EV incentives may be fading for some, but one senator wants to bring them back
Sen. Dean Heller's proposal would replace the current incentive's cap with a firm end date.

Even within the same political party, US legislators have different approaches for the future of the current EV tax-incentive system.
Sen. Dean Heller, a Republican from Nevada, has proposed legislation that would eliminate the current sales-based cap on electric-vehicle tax incentives and replace it with a different scheme, Reuters reports, citing a heretofore unseen copy of the bill.
The current system allows for automakers to offer $7,500 in tax incentives for the first 200,000 electric vehicles it sells. After that milestone is reached, the credit reduces by half for two quarters, then it's halved again for another two quarters before being eliminated entirely. Sen. Heller's proposal would ditch that sales cap and allow for unlimited $7,500 incentives through 2022, when the program would end.

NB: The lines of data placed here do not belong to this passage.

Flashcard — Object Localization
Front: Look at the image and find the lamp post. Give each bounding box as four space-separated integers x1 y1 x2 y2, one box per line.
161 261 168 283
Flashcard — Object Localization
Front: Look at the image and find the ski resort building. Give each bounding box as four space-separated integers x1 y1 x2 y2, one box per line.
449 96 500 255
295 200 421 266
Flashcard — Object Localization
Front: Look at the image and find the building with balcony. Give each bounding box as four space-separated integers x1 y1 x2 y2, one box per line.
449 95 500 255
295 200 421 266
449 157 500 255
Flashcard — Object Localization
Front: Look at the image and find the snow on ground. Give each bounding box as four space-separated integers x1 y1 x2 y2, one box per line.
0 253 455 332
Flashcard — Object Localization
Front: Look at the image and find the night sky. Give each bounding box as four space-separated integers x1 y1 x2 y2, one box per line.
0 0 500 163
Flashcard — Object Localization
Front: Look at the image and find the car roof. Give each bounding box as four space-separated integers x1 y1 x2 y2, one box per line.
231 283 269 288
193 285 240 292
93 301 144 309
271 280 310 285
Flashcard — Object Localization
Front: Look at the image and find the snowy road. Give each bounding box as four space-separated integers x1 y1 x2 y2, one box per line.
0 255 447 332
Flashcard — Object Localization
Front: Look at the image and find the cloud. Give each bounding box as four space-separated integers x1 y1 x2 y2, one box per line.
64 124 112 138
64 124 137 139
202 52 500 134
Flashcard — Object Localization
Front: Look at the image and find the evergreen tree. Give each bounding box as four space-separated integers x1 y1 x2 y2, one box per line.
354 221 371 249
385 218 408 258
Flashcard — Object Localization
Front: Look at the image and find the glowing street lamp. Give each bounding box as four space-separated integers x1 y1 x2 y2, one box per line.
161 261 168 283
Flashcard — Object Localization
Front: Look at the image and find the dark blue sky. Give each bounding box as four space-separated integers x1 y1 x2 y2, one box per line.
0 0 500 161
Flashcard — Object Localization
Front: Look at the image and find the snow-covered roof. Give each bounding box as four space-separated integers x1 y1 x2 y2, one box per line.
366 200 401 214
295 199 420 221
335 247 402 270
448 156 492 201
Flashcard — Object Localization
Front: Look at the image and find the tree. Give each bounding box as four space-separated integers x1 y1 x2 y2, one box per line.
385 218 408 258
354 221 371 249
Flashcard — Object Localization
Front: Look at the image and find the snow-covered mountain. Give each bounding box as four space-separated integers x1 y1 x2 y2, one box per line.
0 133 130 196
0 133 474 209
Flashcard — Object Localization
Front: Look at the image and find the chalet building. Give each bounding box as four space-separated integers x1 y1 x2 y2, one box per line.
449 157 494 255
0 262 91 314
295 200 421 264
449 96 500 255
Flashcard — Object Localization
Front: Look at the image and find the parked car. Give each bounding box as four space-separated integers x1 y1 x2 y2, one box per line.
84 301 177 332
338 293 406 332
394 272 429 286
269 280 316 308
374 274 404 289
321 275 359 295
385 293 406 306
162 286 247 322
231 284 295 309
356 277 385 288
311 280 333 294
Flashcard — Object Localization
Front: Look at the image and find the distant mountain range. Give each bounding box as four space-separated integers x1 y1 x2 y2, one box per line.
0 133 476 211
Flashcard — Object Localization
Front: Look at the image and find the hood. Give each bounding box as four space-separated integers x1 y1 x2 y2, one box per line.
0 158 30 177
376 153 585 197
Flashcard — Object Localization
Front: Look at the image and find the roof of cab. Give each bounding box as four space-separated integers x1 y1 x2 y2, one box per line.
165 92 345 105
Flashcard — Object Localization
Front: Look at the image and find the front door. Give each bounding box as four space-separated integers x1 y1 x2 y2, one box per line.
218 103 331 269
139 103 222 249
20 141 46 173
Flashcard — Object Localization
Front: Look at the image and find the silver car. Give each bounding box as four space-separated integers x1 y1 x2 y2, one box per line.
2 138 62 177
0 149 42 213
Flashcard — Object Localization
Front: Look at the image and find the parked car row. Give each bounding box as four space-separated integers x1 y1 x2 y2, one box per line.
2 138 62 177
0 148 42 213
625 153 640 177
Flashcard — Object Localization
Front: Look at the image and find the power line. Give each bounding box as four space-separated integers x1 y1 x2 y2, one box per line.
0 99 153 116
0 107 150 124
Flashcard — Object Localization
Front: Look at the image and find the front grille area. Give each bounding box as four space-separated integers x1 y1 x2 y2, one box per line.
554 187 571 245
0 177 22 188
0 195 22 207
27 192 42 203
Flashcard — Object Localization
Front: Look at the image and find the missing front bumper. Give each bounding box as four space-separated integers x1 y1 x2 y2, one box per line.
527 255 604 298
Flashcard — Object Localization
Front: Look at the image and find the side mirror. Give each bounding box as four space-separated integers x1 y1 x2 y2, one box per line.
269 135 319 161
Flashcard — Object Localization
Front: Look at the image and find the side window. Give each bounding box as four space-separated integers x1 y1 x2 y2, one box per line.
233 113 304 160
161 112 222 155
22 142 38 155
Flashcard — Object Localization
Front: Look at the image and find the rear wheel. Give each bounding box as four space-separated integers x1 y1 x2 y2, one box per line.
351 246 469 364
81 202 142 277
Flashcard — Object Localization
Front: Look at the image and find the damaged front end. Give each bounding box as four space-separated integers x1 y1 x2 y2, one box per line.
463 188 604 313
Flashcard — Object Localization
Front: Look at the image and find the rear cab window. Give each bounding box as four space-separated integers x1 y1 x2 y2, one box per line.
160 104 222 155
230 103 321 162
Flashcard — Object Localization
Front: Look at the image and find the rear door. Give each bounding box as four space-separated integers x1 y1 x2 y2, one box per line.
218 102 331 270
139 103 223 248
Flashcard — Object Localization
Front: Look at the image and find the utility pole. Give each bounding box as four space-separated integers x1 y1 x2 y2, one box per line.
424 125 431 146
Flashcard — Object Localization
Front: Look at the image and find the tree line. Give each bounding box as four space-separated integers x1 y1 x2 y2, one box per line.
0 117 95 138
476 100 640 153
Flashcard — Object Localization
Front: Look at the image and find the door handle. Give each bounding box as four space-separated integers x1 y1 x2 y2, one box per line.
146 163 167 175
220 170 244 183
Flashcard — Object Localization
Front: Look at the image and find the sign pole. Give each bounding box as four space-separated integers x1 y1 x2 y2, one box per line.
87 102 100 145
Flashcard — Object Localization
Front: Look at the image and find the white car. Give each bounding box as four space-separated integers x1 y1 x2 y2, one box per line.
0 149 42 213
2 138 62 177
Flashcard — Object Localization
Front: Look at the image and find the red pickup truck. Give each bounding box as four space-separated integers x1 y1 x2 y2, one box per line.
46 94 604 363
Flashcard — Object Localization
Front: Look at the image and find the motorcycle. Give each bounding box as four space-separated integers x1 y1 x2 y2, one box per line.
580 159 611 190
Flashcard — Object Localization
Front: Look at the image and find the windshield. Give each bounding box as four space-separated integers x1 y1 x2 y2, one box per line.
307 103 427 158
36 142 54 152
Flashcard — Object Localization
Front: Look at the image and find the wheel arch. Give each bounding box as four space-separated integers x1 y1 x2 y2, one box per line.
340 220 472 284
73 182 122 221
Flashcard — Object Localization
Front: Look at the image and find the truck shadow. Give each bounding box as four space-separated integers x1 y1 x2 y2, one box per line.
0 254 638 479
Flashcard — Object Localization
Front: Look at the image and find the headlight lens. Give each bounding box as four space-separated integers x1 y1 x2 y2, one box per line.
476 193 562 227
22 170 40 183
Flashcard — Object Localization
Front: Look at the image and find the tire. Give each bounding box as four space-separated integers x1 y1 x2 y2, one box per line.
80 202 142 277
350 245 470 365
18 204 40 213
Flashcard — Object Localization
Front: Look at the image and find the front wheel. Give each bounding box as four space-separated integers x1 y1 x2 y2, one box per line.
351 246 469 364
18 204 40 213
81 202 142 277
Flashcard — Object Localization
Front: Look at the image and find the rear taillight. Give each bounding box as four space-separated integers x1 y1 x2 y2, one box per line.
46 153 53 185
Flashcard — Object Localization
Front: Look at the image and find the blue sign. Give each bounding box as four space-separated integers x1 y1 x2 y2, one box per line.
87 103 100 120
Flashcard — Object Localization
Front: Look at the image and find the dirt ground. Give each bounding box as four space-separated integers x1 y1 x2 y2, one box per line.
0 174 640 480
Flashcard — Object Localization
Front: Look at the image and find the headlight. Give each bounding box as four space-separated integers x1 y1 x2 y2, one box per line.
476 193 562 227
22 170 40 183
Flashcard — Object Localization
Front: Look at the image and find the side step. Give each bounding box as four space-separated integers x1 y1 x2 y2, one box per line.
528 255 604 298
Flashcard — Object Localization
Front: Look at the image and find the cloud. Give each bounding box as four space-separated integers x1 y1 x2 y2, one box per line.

Volkswagen's EV onslaught won't happen for a few more years, so a 2022 cutoff date for incentives would hit it harder than automakers that are already pushing out EVs.
The two companies this would affect the most are General Motors and Tesla . Tesla announced on its website last week that all orders placed by Oct. 15 would be guaranteed for delivery by the end of the year, thereby making them eligible for the full $7,500 credit. Vehicles delivered between Jan. 1 and June 30, 2019 will only be eligible for $3,750 in incentives, and that number drops to $1,875 from July 1 until the end of 2019. After that? Bupkis -- under the current system, at least. Reuters reports that GM believes it will hit the 200,000 sales cap later this year.
While Sen. Heller believes this is the way forward, at least one of his fellow Republican senators has a wildly different idea. Sen. John A. Barrasso of Wyoming introduced legislation that would kill the EV tax incentive entirely and replace it with an additional tax for electric vehicles. Sen. Barrasso's reasoning is that EVs don't have to pay taxes on gas, which are used to fund road improvement projects, and since EVs share the same roads, they should contribute to those improvements also.
On the other side of the aisle, Reuters reports that seven Democratic senators introduced a bill that wouldn't just lift the sales cap on EV tax credits, it would extend it for an entire decade. In addition, the incentive could also be used as a "point of sale rebate." Currently, the EV incentive is a dollar-for-dollar reduction in an owner's federal tax liability, so if a taxpayer buys an EV but doesn't pay $7,500 in taxes that year, they won't realize the full benefit.
Update, 1:44 p.m. Eastern: Clarified language about Tesla's EV incentive sundown.